You’ve probably wondered when this “essay” would turn political- - -well here it is. In bailing out AIG and making noises about finally putting the insurance industry under some umbrella of federal regulation it would appear the Obama Administration got it right. In my opinion, they did. But not without charges of “nationalizing businesses” and turning the US into a “European model of socialism”. Charges they continually defend without explaining the “why” of it all. Treasury Secretary Geithner has been hammered about this issue in press conference after press conference and all he offers are vague answers. Even BHO was asked about it in his nationally televised news conference and made some vague reference to wanting to make sure he had “all the facts”.

Yet, in less time than it took you to read this post, Secretary Geithner (or BHO himself for that matter) could have made this exact same explanation to the American public and would have silenced the critics quickly. But the fact that the Administration has not done so makes me ask myself - -and you- -three questions:

1. Is the Obama Administration just another bunch of biased, bumbling beaureaucrats who accidentally stumbled on the right solution? Or. .
2. Are they so arrogant they actually think the public doesn’t need an explanation and should just follow their decisions blindly? Or. .
3. Now that AIG has been rescued will the momentum to finally bring the insurance industrty under federal regulation be buried in an avalanche of industry contributions to campaign coffers of local, state and national politicians everywhere?

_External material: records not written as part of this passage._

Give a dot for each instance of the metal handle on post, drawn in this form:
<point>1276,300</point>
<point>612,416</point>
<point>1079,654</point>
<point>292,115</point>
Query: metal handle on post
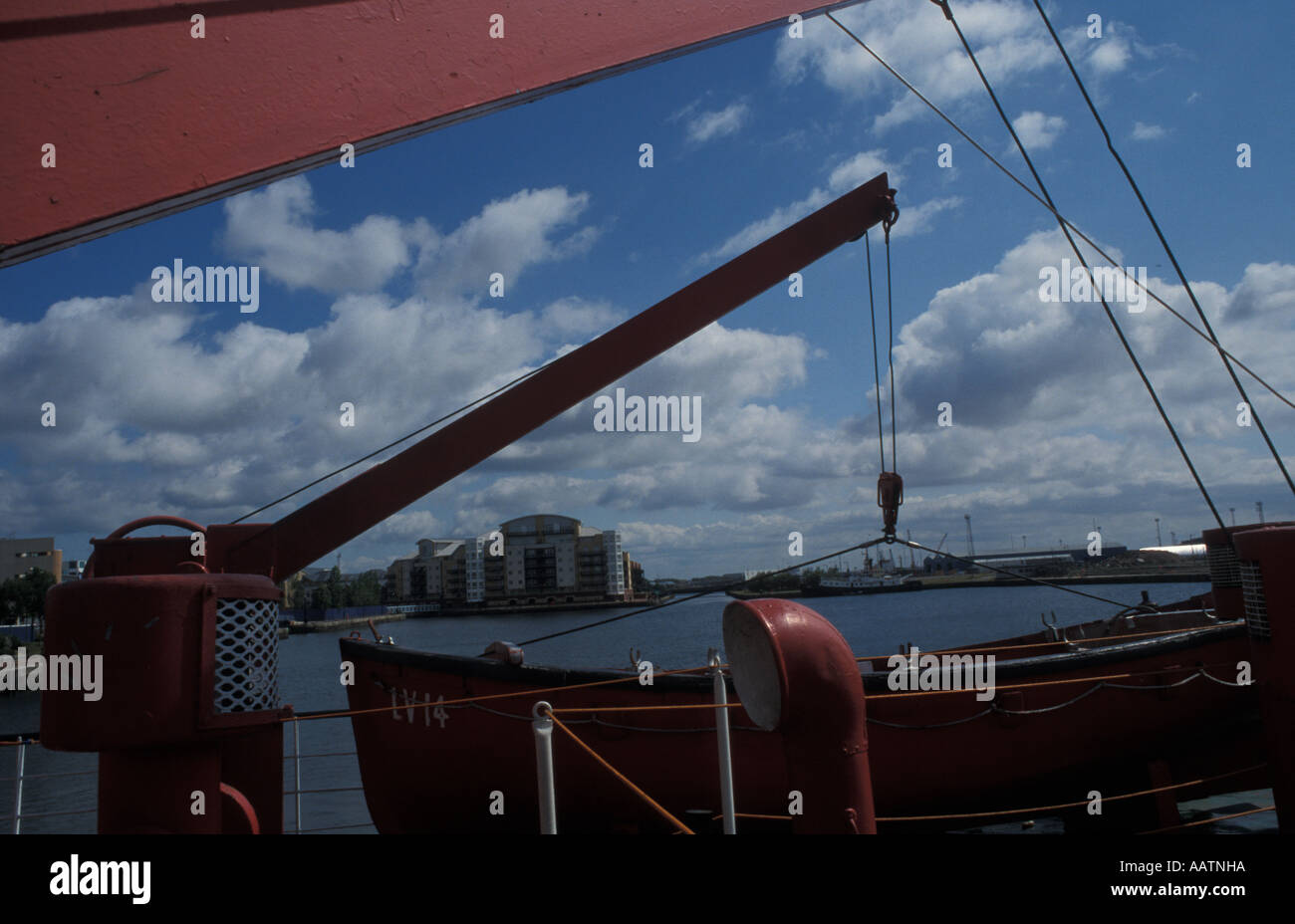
<point>723,735</point>
<point>543,725</point>
<point>17,787</point>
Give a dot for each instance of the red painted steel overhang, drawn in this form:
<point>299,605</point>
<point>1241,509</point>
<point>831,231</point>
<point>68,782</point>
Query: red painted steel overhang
<point>147,120</point>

Use the “Comments” link below to let me know what you think.

3 comments:

Anonymous said...

Hal... very interesting. I'm going with choice #2. This administration doesn't care what really concerns intelligent, political, Americans and we don't deserve an explanation. The other 1/2 of the country are BHO zombies ~ "Whatever you say Barry is good enough for me!"
When BHO says things like, "I'll have to check the facts on that and get back to you." (which he never does) makes me wonder if HE even knows what's going on. I have to believe he is more than a mere puppet!

Anonymous said...

Interesting explaination, Hal. I still wonder about the massive run on money markets that took place in Sept.(?) that brought down the house of cards. Some say it was Soros who caused it...as he almost brought Britain down singlehandedly. Nonetheless, I agree that reason #2 is most likely. After all, we're all such dunderheads that we don't even have the good sense to live among the elite in NY, DC, LA, or SF. Bet you thought I'd say Chicago, but, no. I've lived in Chicago and there is nothing elitist about it.